Volume trading on electronic stock exchanges can be consolidated into potential surge waves by the market players acting in unision to create peaks and troughs in any condition even without short selling.If sell contracts are executed in unision as in the case of the P&G share tumble, it will create in effect a market panic or a whirlpool, as the sell orders are very high bringing down the market sentiment. This in turn leads to the the uninitiated and uncommitted investors to sell bulk just to get out of the crashing stock market. The market players then pick up these investor shares at a fractional price to make a killing.

There is another benefit the market players derive out of panic sentiments. With the indexes dropping sharply, the political leaders get nervous and start discussing with the market players the effects of the financial reforms bill, thus putting intense pressure on the final draft of the much delayed legislation of financial reforms repeatedly. The drop this week lacked volumes as the investors probably decided to keep away taking lessons from the previous thursdays events.
The key question is why are the regulators silent.

Is it true that as Bloomberg columinst Caroline Baum says, the regulators in the US are too busy with "Babes, Bucks and Expense accounts" to do justice to their jobs. Can the Fed or the Treasury be expected to take up lead as their past record suggests that they are well and truly aligned with the Wall Street Banks. However some regulator of the SEC or the Stock exchanges has to step forward and give an explaination, why such precipitious movements are being permitted, removing circuit breakers and volatality marks, specifically inbuilt into the system to curb such rampant speculation.

The SEC explaination of the Thursday crash does not just wash. Anybody who has worked or even observed the operations of electronic stock exchanges and the market players whixh are mainly large institutions, banks and brokers know that such large price drops or surges cannot happen by chance. Each trading house have their guidelines, their reporting systems, the volatility marks, and the circuit breakers, and so has the exchange.

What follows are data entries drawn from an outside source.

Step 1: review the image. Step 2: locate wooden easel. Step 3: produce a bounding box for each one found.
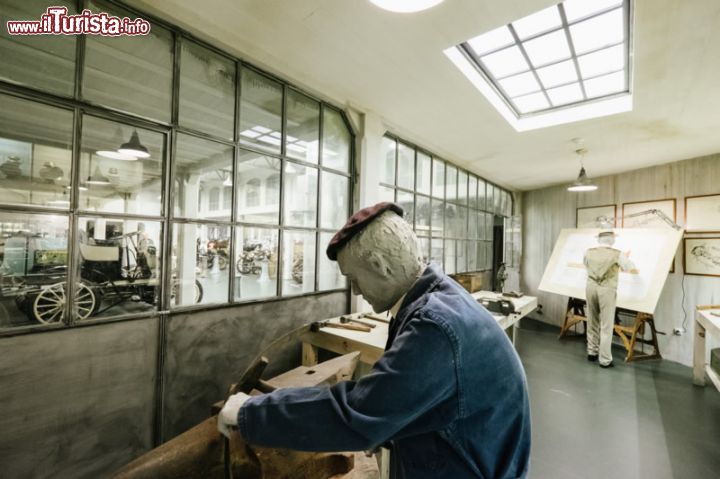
[613,312,665,363]
[558,298,665,362]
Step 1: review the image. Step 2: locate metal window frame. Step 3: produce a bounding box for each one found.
[0,0,354,338]
[379,131,514,273]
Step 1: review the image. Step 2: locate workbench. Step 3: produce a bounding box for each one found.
[693,305,720,391]
[300,291,537,366]
[300,291,537,479]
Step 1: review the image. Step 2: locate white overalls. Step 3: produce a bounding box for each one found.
[585,246,634,366]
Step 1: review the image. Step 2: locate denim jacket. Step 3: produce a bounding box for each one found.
[238,265,530,479]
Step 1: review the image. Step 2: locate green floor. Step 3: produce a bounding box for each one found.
[517,320,720,479]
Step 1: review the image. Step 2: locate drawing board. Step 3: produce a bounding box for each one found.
[539,228,683,314]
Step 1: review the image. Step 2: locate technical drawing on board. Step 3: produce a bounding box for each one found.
[539,228,682,314]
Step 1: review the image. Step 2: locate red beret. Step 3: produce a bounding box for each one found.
[327,201,403,261]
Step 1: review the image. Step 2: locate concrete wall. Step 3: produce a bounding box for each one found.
[521,154,720,365]
[0,292,348,479]
[162,293,348,440]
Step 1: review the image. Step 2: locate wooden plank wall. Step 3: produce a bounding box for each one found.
[521,154,720,365]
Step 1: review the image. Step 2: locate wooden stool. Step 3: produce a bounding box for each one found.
[614,313,665,362]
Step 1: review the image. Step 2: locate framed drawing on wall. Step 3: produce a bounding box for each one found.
[622,198,677,273]
[622,198,677,228]
[575,205,617,228]
[685,194,720,233]
[683,236,720,277]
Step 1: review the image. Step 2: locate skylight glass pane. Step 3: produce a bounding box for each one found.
[547,83,583,106]
[512,5,562,39]
[536,60,578,88]
[563,0,623,23]
[468,26,515,56]
[570,8,625,55]
[583,72,625,98]
[481,46,530,78]
[499,72,540,97]
[523,30,570,67]
[513,93,550,113]
[578,44,625,78]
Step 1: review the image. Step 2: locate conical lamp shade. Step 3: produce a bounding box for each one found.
[568,167,597,191]
[118,130,150,158]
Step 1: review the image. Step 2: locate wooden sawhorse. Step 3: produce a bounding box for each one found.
[559,298,665,362]
[558,298,587,339]
[613,312,665,362]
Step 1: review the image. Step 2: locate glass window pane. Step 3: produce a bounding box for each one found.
[432,158,445,199]
[430,238,444,268]
[285,89,320,163]
[478,179,487,210]
[320,171,350,229]
[415,195,430,235]
[240,68,282,153]
[380,136,397,185]
[173,133,233,220]
[283,162,317,228]
[458,171,467,205]
[170,223,230,307]
[418,237,430,264]
[467,210,477,239]
[75,217,163,319]
[282,231,315,296]
[378,186,395,202]
[445,239,457,274]
[396,190,415,225]
[468,175,477,208]
[445,203,460,238]
[456,240,468,273]
[445,165,457,201]
[179,40,235,140]
[322,107,352,173]
[0,95,73,210]
[80,115,165,215]
[477,213,485,240]
[0,212,68,328]
[431,198,445,236]
[235,226,278,301]
[457,206,468,238]
[0,0,77,96]
[475,241,486,271]
[467,241,478,271]
[318,233,347,291]
[397,143,415,190]
[237,150,280,225]
[82,0,173,123]
[415,151,432,195]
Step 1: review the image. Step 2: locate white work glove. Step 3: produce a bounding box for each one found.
[218,393,250,439]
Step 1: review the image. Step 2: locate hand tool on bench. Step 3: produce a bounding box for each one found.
[362,313,390,324]
[310,319,370,333]
[340,316,377,328]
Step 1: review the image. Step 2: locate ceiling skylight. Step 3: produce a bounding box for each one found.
[445,0,632,131]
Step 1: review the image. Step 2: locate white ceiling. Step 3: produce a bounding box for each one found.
[129,0,720,190]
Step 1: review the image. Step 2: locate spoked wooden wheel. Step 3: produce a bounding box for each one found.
[33,282,96,324]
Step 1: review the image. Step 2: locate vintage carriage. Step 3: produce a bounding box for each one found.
[1,232,203,323]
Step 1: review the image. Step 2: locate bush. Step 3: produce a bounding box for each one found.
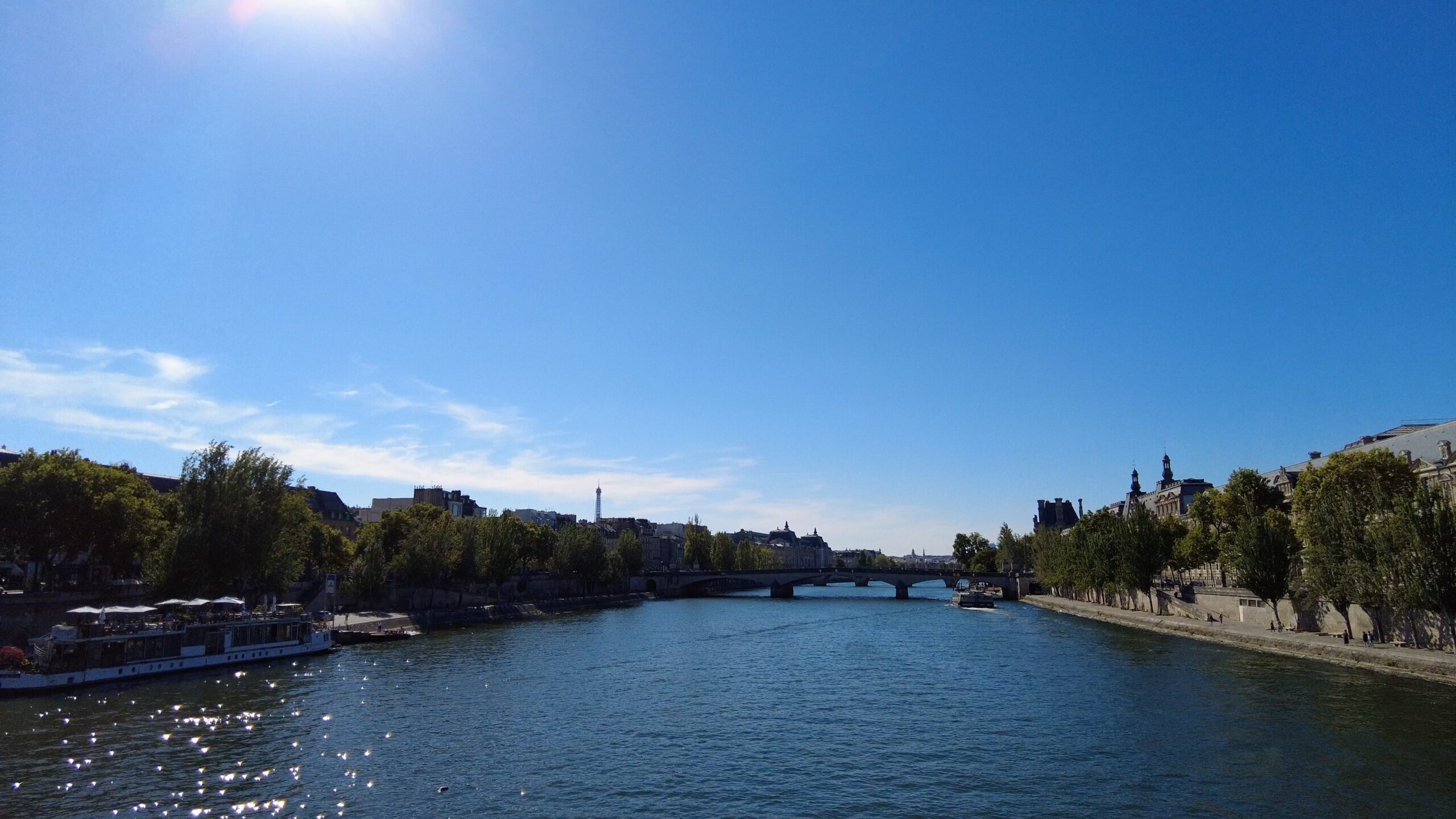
[0,646,31,672]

Nobody is dumb in the stock markets to watch the market to sink by $16 billion
in one trading session without making money out of it. If there were only sell orders executed during the period of the downslide it was not because there were no buyers, but because the players were acting in unision as a cartel, to create volatility. If steps are not taken to curb this volatility, then it possible that another large market crash will soon be engineered on the 2008 scale. This would be the attempt to wrest back control firmly by the Bank lobby, and junk or slow down the financial reforms bill.